Delores Churchill and Ellen Frankenstein at Delores home in Ketchikan. Photo/Hall Anderson

Delores Churchill and Ellen Frankenstein at Delores home in Ketchikan. Photo/Hall Anderson

The 8th Annual Rainforest Festival is happening this week in Petersburg. It allows people to learn about the natural sciences on the Tongass National Forest through education, exploration and the arts. There will be workshops, tours, and activities for all ages.
One of the events will be a screening of a documentary film about tracing the roots of a spruce tree hat found preserved with a body in a glacier.

The film, “Tracing Roots”follows the journey of one woman who tries to find out about the hat. Where did it come from, who made it, what does it mean that it was found with a body from at least 250 years ago?

The hat was found in Northern British Columbia.

The woman interested in learning more about it is Delores Churchill, a master weaver and Haida elder.

“Delores was fascinated,” said Ellen Frankenstein, the filmmaker. “And when she heard about it she went to see it once and years later she really wanted to see it again.”

Frankenstein knew she wanted to make a film about Churchill but she wanted the story to be broad enough to interest people who might not care that much about weaving.

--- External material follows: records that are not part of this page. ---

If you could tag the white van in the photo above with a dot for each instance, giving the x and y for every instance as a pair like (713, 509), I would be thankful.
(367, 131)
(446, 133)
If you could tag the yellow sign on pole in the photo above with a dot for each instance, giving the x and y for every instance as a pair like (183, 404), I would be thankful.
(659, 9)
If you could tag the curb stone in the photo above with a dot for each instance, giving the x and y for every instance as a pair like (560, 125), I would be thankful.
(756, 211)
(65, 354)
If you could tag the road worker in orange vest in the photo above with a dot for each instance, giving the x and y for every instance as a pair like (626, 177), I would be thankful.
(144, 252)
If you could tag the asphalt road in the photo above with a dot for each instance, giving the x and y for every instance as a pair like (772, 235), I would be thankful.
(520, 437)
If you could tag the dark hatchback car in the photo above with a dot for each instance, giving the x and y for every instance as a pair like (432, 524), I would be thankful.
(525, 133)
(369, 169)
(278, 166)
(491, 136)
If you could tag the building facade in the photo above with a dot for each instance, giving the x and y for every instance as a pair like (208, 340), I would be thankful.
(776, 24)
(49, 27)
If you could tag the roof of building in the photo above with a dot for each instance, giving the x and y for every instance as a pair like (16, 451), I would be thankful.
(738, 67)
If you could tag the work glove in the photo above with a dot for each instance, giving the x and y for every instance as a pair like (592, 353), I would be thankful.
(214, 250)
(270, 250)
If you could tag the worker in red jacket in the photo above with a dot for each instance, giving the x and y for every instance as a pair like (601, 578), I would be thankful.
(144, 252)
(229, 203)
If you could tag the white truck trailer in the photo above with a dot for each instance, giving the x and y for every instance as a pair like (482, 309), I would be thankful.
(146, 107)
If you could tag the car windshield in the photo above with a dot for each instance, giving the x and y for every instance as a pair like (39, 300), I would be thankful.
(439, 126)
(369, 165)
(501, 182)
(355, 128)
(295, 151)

Following the mystery of the spruce root hat made it possible to feature Churchill as the main character.

“When she wants to know something and share it, she will do what she can to figure that out and that means she will spend time with curators and anthropologists, she will dig, she will cause maybe a little disturbances in asking certain questions, and so she’s kind of a role model,” Frankenstein said.

She said the film’s content is interesting to people of all ages. It has been shown all over the country.

“I mean Delores reminds a lot of people of the grandmother you had or have that really inspires you,” she said, “and cross culturally, just like that elder that kind of gets you excited. And it’s a film about art. It’s a film about legacy, heritage. It’s a film about the environment. And it also doesn’t quite end.”

The film, “Tracing Roots” will be shown at the Wright Auditorium Thursday night, following a presentation by the festival’s keynote speaker, Anne Beaudreau, who is speaking on fish in glacially fed water. The event runs from 7 to 9 p.m.

“Screenings are really fun because Delores is going to be there and I’m going to be there and the discussions that happen afterwards can be just great,” she said. “So, we hope people have really good questions.”

A schedule of events can be found on the Rainforest Festival’s website.